But, as Knot4U suggests, knotting might not be the best
solution.  I've not seen what he points to, but seizing an
eye into your line should be possible, using some suitably
fine & strong material, and maybe using those same
strangle knots for the binding (with multiple wraps,
not the basic one overwrap).  This would probably be the
neatest, most material-efficient solution.


Cheers,
--dl*
====

Sweeney

  • Global Moderator
  • Sr. Member
  • *****
  • Posts: 975
Re: washing line
« Reply #3 on: May 13, 2013, 03:09:49 PM »
My wife's father was a user of plastic coated steel line until he found that the steel core is usually cheap stuff which is not even galvanised (let alone stainless) and so any crack in the plastic lets in water followed by rust followed by a sudden breakage!
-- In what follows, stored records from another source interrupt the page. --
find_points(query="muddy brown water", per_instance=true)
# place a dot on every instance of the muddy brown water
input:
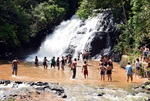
(28, 72)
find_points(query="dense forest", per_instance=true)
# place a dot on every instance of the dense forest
(24, 23)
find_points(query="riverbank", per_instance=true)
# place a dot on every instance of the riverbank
(28, 72)
(78, 88)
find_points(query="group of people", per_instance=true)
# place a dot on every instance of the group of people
(61, 63)
(129, 70)
(105, 66)
(144, 53)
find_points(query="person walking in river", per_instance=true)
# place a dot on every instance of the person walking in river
(102, 72)
(45, 63)
(62, 63)
(53, 63)
(15, 63)
(129, 72)
(109, 71)
(58, 63)
(148, 70)
(137, 67)
(85, 69)
(74, 65)
(36, 61)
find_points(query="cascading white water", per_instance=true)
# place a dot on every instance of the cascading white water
(68, 33)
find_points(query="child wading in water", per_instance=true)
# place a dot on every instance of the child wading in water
(84, 69)
(102, 72)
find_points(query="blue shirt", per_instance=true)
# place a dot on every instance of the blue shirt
(129, 69)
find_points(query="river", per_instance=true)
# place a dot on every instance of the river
(81, 89)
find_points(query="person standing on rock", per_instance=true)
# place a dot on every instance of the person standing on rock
(148, 70)
(53, 63)
(45, 63)
(129, 72)
(58, 63)
(74, 65)
(102, 72)
(109, 71)
(36, 61)
(137, 67)
(62, 63)
(15, 63)
(85, 69)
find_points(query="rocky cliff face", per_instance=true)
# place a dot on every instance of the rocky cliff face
(96, 34)
(101, 37)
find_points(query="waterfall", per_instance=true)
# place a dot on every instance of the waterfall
(74, 36)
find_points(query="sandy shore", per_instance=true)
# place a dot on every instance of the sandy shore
(30, 73)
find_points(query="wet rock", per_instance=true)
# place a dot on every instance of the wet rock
(64, 96)
(18, 82)
(6, 82)
(58, 89)
(31, 83)
(101, 94)
(45, 83)
(13, 95)
(39, 88)
(37, 92)
(143, 86)
(101, 88)
(39, 83)
(1, 81)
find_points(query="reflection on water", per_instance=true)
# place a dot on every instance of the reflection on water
(80, 86)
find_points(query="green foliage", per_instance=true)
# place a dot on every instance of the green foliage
(45, 13)
(23, 19)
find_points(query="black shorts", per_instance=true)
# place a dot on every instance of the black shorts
(109, 72)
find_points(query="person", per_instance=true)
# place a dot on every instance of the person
(148, 70)
(85, 69)
(129, 72)
(74, 65)
(45, 63)
(109, 71)
(15, 63)
(137, 67)
(69, 61)
(36, 61)
(53, 63)
(102, 71)
(62, 63)
(58, 63)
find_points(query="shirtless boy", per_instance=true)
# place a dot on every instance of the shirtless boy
(15, 63)
(102, 71)
(84, 69)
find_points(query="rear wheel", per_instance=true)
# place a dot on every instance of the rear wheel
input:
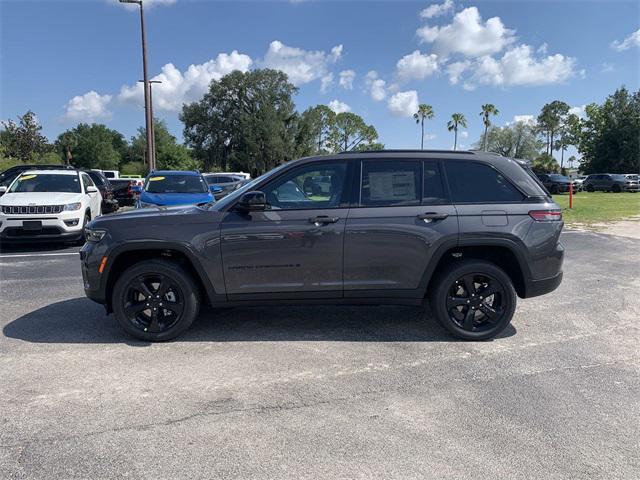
(155, 300)
(475, 300)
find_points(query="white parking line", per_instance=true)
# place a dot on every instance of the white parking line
(15, 255)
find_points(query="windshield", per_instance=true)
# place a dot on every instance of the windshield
(46, 182)
(225, 201)
(176, 184)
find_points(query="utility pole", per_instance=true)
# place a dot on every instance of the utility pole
(147, 88)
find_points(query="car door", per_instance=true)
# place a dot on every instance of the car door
(295, 247)
(94, 198)
(403, 216)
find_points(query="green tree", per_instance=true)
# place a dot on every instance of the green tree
(610, 134)
(170, 155)
(488, 109)
(457, 120)
(246, 121)
(95, 146)
(549, 121)
(424, 112)
(518, 140)
(23, 140)
(349, 131)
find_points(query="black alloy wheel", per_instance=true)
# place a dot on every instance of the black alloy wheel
(473, 299)
(155, 300)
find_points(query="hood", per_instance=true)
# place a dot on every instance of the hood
(175, 198)
(40, 198)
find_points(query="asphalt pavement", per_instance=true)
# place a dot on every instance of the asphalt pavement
(323, 392)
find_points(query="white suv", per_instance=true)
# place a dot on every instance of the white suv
(48, 205)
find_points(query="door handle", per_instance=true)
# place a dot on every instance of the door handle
(431, 216)
(323, 220)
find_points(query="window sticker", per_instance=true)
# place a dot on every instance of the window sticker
(392, 185)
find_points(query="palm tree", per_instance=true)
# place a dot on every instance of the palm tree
(424, 111)
(457, 119)
(487, 109)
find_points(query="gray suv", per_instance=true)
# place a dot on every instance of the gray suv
(468, 231)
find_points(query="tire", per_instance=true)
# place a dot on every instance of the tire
(454, 308)
(176, 310)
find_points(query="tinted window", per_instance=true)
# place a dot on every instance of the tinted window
(38, 182)
(479, 183)
(433, 190)
(308, 187)
(176, 184)
(389, 183)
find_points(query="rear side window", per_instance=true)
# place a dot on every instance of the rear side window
(433, 187)
(391, 183)
(473, 182)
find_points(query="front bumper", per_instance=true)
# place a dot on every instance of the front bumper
(12, 227)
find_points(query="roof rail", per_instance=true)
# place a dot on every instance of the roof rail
(408, 150)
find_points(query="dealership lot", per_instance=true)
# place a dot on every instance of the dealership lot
(323, 392)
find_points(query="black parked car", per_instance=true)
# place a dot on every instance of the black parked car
(468, 231)
(11, 173)
(109, 203)
(554, 182)
(610, 182)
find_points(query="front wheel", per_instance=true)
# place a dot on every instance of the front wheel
(155, 300)
(474, 300)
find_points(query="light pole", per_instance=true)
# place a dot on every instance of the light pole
(153, 133)
(147, 100)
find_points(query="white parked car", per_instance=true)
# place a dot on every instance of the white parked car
(48, 205)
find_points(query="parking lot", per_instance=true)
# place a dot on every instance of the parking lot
(323, 392)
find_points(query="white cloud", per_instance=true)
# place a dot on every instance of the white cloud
(346, 79)
(468, 35)
(416, 66)
(403, 104)
(456, 69)
(376, 86)
(179, 87)
(326, 82)
(632, 40)
(339, 107)
(301, 66)
(519, 67)
(88, 107)
(579, 110)
(437, 9)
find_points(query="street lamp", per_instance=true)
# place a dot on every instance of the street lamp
(147, 100)
(153, 133)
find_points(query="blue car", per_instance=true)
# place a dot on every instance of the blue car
(171, 187)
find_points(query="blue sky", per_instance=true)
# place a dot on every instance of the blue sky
(72, 61)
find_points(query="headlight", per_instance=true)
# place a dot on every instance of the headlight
(73, 206)
(91, 235)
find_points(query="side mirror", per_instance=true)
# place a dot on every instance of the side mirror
(252, 202)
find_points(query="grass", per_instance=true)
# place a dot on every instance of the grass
(598, 207)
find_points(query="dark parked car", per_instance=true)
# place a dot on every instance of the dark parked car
(123, 190)
(227, 182)
(11, 173)
(109, 203)
(554, 182)
(470, 232)
(609, 182)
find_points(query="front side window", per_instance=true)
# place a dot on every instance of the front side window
(309, 187)
(47, 182)
(391, 183)
(473, 182)
(176, 184)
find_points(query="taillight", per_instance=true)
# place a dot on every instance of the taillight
(546, 215)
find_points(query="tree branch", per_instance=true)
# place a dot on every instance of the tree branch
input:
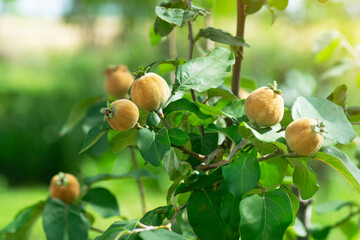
(236, 80)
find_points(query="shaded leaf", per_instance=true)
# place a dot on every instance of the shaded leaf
(221, 36)
(137, 173)
(62, 221)
(341, 163)
(21, 226)
(243, 174)
(336, 124)
(102, 201)
(265, 216)
(304, 178)
(196, 73)
(153, 146)
(120, 140)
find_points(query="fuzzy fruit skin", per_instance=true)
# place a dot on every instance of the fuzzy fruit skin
(125, 115)
(264, 107)
(68, 193)
(150, 92)
(301, 137)
(118, 81)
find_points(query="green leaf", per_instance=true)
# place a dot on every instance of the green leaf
(161, 234)
(231, 132)
(184, 105)
(120, 140)
(196, 73)
(252, 6)
(178, 137)
(173, 164)
(243, 174)
(21, 226)
(221, 91)
(155, 39)
(341, 163)
(236, 109)
(326, 45)
(62, 221)
(304, 178)
(331, 206)
(153, 119)
(199, 180)
(102, 201)
(162, 27)
(350, 230)
(92, 137)
(178, 16)
(153, 146)
(116, 228)
(279, 4)
(78, 112)
(221, 36)
(137, 174)
(272, 171)
(295, 204)
(265, 216)
(229, 210)
(156, 216)
(336, 124)
(204, 211)
(268, 134)
(339, 96)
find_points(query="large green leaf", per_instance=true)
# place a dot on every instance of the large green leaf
(243, 174)
(174, 165)
(119, 140)
(21, 226)
(272, 171)
(333, 116)
(78, 112)
(265, 216)
(161, 234)
(102, 201)
(221, 36)
(184, 105)
(204, 73)
(341, 163)
(178, 16)
(153, 146)
(116, 229)
(304, 178)
(93, 136)
(268, 134)
(62, 221)
(156, 216)
(204, 215)
(137, 173)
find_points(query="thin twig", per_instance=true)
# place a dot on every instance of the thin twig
(138, 180)
(163, 119)
(236, 80)
(96, 229)
(191, 153)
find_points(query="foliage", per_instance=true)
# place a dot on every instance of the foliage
(229, 176)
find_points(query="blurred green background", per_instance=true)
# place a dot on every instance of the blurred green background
(53, 53)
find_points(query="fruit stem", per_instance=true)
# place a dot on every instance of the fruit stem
(274, 88)
(236, 77)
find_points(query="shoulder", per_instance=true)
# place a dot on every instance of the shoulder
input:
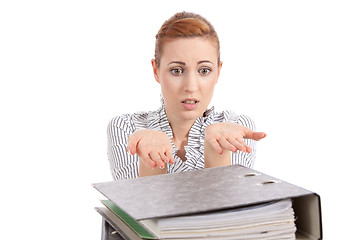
(131, 122)
(231, 116)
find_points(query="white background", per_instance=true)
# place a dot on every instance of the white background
(68, 67)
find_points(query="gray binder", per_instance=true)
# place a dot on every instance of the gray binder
(210, 190)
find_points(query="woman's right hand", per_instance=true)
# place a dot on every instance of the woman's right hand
(153, 147)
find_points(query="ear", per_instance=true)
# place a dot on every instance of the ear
(220, 66)
(155, 70)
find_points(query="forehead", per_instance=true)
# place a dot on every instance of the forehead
(189, 50)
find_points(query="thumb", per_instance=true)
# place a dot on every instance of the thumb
(132, 143)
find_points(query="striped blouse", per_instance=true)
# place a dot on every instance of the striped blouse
(124, 165)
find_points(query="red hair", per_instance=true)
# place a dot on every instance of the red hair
(185, 25)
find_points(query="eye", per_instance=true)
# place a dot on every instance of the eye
(177, 71)
(204, 71)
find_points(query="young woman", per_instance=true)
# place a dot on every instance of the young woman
(183, 134)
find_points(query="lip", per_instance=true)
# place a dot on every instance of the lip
(190, 103)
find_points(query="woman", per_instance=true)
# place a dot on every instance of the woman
(183, 134)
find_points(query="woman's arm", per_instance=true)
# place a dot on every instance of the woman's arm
(223, 138)
(154, 150)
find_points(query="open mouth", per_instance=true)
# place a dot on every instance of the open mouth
(190, 101)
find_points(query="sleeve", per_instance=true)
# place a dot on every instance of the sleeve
(122, 164)
(239, 157)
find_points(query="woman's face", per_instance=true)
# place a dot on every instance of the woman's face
(187, 73)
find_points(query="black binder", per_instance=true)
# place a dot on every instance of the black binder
(208, 190)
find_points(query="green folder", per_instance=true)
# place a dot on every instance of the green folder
(132, 223)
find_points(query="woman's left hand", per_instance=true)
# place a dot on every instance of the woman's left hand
(229, 136)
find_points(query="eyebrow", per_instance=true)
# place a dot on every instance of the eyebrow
(182, 63)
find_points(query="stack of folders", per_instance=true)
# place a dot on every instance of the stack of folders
(232, 202)
(268, 221)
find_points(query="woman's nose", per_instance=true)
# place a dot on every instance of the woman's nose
(191, 83)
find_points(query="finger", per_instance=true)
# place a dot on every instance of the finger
(246, 147)
(157, 159)
(239, 144)
(254, 135)
(170, 157)
(164, 157)
(148, 162)
(225, 144)
(132, 143)
(215, 144)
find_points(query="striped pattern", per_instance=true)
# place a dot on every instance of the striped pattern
(124, 166)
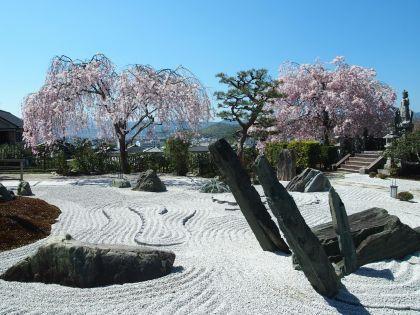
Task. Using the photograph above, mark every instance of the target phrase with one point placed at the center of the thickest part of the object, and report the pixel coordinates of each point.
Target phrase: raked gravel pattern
(219, 266)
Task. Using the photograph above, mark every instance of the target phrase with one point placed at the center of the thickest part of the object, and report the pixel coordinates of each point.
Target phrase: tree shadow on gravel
(93, 182)
(347, 303)
(373, 273)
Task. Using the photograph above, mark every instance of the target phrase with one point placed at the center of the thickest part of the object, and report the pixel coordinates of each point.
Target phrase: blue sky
(208, 37)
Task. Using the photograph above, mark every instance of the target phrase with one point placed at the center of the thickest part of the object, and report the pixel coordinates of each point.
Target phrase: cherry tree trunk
(125, 168)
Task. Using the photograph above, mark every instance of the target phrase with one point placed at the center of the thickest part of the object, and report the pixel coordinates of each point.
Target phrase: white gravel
(219, 267)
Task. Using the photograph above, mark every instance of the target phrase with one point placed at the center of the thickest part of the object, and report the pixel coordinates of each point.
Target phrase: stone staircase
(360, 161)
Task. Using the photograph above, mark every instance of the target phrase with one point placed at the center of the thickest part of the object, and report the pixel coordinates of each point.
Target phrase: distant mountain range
(211, 129)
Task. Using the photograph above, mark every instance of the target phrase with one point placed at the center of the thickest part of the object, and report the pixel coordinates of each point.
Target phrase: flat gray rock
(65, 261)
(120, 183)
(376, 235)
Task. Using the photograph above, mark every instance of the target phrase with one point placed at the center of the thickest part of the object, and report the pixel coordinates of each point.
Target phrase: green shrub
(329, 155)
(176, 150)
(405, 196)
(272, 151)
(307, 153)
(406, 148)
(202, 164)
(381, 176)
(250, 155)
(143, 161)
(214, 186)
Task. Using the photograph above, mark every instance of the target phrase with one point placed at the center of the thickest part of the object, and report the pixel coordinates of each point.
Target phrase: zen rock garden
(324, 253)
(151, 181)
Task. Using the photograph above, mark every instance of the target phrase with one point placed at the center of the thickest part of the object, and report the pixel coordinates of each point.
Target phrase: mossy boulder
(66, 261)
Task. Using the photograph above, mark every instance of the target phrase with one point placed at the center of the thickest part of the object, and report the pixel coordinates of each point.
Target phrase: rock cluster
(72, 263)
(248, 199)
(376, 235)
(302, 241)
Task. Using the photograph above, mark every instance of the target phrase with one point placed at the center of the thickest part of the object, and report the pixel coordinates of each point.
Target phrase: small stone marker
(341, 226)
(305, 245)
(248, 199)
(286, 165)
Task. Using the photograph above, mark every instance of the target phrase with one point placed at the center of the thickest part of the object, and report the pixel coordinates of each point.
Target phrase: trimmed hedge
(308, 153)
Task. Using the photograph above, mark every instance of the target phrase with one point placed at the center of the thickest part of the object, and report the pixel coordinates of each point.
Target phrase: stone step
(373, 152)
(368, 155)
(357, 163)
(351, 166)
(363, 158)
(349, 170)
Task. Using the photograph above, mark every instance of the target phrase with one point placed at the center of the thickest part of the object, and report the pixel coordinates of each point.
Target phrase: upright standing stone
(341, 226)
(24, 189)
(286, 165)
(248, 199)
(305, 245)
(5, 195)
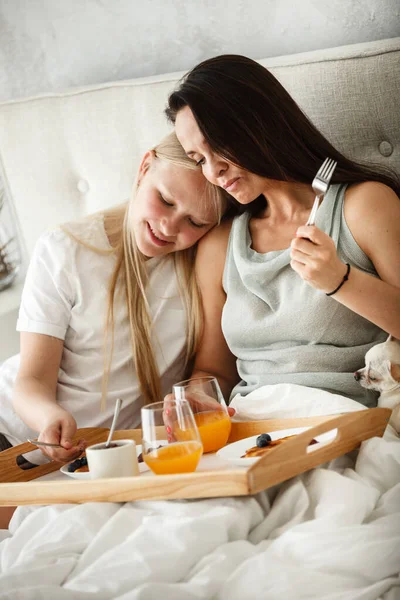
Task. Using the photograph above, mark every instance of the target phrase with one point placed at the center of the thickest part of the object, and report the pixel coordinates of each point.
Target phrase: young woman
(299, 304)
(110, 306)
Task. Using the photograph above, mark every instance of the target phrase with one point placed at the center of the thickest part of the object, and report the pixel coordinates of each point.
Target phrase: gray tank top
(284, 331)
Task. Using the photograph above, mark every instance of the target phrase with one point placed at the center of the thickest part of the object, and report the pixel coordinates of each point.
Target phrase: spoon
(37, 443)
(118, 405)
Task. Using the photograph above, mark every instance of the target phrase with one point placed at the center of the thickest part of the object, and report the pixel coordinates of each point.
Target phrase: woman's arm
(372, 212)
(34, 397)
(213, 356)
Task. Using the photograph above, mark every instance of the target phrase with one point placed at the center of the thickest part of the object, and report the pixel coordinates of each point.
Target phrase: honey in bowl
(214, 428)
(180, 457)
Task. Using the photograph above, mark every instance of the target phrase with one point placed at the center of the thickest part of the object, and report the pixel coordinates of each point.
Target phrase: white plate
(233, 452)
(64, 469)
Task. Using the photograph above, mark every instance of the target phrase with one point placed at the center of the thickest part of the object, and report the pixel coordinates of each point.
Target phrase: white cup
(118, 461)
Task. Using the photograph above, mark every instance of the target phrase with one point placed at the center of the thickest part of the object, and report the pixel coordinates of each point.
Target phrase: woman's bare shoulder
(212, 251)
(217, 239)
(372, 212)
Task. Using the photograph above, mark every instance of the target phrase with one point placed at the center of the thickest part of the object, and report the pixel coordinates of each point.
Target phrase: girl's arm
(372, 212)
(34, 397)
(213, 356)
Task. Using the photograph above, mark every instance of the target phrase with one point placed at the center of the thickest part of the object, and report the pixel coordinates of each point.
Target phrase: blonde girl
(110, 306)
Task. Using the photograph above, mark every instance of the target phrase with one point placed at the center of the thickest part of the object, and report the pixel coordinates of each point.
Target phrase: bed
(330, 534)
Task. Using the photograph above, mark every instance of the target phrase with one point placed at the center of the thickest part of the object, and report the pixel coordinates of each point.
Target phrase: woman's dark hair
(248, 117)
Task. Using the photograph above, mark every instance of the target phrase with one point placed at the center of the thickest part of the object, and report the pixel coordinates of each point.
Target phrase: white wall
(47, 45)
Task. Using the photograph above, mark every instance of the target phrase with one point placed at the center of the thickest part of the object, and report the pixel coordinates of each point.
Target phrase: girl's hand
(206, 403)
(315, 259)
(61, 430)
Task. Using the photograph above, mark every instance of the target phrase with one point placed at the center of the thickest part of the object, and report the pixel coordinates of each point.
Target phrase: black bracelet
(345, 278)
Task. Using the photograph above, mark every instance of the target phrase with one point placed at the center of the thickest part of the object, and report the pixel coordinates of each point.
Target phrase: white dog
(382, 373)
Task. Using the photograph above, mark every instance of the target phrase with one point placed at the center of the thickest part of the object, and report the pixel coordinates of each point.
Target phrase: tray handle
(296, 455)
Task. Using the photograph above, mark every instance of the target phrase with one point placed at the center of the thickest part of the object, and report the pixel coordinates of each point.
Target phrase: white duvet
(330, 534)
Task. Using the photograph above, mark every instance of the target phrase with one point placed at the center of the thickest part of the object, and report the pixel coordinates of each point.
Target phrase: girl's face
(171, 211)
(239, 183)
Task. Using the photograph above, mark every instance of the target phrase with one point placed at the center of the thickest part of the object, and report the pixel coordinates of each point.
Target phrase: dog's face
(382, 367)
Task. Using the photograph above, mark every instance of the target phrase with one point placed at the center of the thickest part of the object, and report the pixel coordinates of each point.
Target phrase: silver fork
(320, 186)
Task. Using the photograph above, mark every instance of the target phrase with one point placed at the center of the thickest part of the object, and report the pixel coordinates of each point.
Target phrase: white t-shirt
(65, 296)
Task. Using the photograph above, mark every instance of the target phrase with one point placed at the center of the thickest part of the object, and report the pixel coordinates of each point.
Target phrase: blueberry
(73, 466)
(263, 440)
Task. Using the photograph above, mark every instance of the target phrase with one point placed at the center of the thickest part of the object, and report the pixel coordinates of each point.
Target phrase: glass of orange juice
(162, 452)
(209, 408)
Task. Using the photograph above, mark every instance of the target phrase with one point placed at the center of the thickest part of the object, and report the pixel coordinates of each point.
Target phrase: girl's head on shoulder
(238, 122)
(173, 205)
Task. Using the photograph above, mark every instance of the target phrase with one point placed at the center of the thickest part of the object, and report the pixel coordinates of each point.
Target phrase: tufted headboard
(69, 154)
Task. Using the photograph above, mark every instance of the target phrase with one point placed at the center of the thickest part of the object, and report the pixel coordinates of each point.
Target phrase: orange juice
(214, 428)
(182, 457)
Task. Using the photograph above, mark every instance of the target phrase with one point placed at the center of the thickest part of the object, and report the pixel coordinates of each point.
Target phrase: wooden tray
(281, 463)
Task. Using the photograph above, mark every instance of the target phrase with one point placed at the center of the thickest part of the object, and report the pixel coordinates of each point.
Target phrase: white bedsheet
(330, 534)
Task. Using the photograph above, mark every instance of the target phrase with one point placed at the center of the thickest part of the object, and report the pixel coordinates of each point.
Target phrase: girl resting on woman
(110, 305)
(273, 276)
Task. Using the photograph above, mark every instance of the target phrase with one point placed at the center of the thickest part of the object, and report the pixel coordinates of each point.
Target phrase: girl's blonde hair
(130, 278)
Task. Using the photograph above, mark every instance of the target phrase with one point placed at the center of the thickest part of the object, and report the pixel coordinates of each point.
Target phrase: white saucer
(78, 475)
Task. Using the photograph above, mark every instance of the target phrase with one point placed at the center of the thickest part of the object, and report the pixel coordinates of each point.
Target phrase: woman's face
(239, 183)
(171, 211)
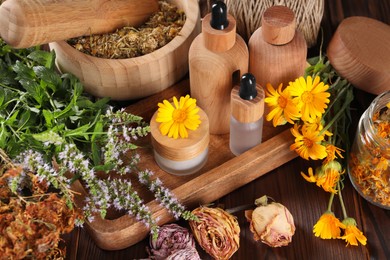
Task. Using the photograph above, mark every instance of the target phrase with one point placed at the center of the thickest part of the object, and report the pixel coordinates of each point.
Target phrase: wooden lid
(278, 25)
(181, 149)
(219, 40)
(247, 111)
(360, 52)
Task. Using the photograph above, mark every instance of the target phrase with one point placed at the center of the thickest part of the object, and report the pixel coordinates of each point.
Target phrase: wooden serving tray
(222, 174)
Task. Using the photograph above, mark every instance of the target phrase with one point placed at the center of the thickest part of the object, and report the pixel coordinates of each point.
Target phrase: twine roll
(248, 15)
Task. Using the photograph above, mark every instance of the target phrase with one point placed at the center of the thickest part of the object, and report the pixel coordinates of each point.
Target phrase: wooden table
(305, 201)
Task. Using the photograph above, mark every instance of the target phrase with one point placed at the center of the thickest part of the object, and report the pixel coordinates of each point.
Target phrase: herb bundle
(50, 128)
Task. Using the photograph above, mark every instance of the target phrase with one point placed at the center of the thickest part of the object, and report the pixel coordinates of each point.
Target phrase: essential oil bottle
(247, 109)
(218, 57)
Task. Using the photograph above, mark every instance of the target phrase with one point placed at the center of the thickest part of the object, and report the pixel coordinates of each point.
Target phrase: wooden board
(222, 174)
(360, 52)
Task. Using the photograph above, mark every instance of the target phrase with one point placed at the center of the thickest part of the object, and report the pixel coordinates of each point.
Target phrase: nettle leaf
(78, 132)
(48, 76)
(44, 58)
(24, 119)
(10, 121)
(49, 137)
(95, 153)
(2, 96)
(4, 134)
(49, 118)
(34, 89)
(23, 71)
(104, 167)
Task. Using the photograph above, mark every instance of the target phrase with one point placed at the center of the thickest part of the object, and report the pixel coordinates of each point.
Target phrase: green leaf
(2, 96)
(78, 132)
(104, 167)
(3, 136)
(34, 89)
(49, 136)
(23, 71)
(10, 121)
(49, 76)
(49, 118)
(24, 119)
(95, 153)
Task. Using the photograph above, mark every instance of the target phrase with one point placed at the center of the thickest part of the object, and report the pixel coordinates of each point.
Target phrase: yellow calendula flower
(311, 96)
(352, 234)
(328, 226)
(176, 118)
(325, 176)
(282, 107)
(308, 143)
(332, 152)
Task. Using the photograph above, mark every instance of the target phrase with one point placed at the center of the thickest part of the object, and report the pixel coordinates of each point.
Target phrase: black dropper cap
(248, 87)
(219, 19)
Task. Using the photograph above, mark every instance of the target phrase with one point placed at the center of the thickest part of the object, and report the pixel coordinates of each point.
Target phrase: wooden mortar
(26, 23)
(126, 79)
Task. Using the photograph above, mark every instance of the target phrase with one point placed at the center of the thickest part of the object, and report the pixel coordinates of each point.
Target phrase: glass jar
(368, 165)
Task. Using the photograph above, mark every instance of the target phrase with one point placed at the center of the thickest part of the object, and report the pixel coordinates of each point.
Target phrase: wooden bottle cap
(247, 111)
(219, 40)
(181, 149)
(278, 25)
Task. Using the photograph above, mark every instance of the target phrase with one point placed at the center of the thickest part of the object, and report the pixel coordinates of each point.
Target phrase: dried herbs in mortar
(129, 42)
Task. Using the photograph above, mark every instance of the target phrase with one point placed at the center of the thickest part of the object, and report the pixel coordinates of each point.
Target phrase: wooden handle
(26, 23)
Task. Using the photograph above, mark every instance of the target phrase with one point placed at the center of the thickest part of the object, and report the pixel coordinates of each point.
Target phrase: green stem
(330, 202)
(341, 201)
(336, 117)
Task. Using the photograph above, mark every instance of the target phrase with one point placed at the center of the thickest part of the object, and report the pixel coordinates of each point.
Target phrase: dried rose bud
(188, 253)
(271, 223)
(171, 238)
(217, 232)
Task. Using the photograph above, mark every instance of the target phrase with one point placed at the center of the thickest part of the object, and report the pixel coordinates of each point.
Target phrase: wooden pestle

Commercially these lines are sold with a simple tinplate clamp and a nickel plated ring at the end similar in concept to that shown in the link by Knot4u but basically a bit of bent tin. Knots such as the double fisherman's do work but inevitably cause cracking in the plastic coating - and water ingress. I would advise against using this stuff at all but if you're stuck with it try folding the end to form a half hitch, use some insulating tape over the working end and standing part then use a strangle knot over the layers of tape to avoid biting into the plastic or holding it tightly so that it cracks at the point where the strangle knot ends. But if you value clean washing get rid!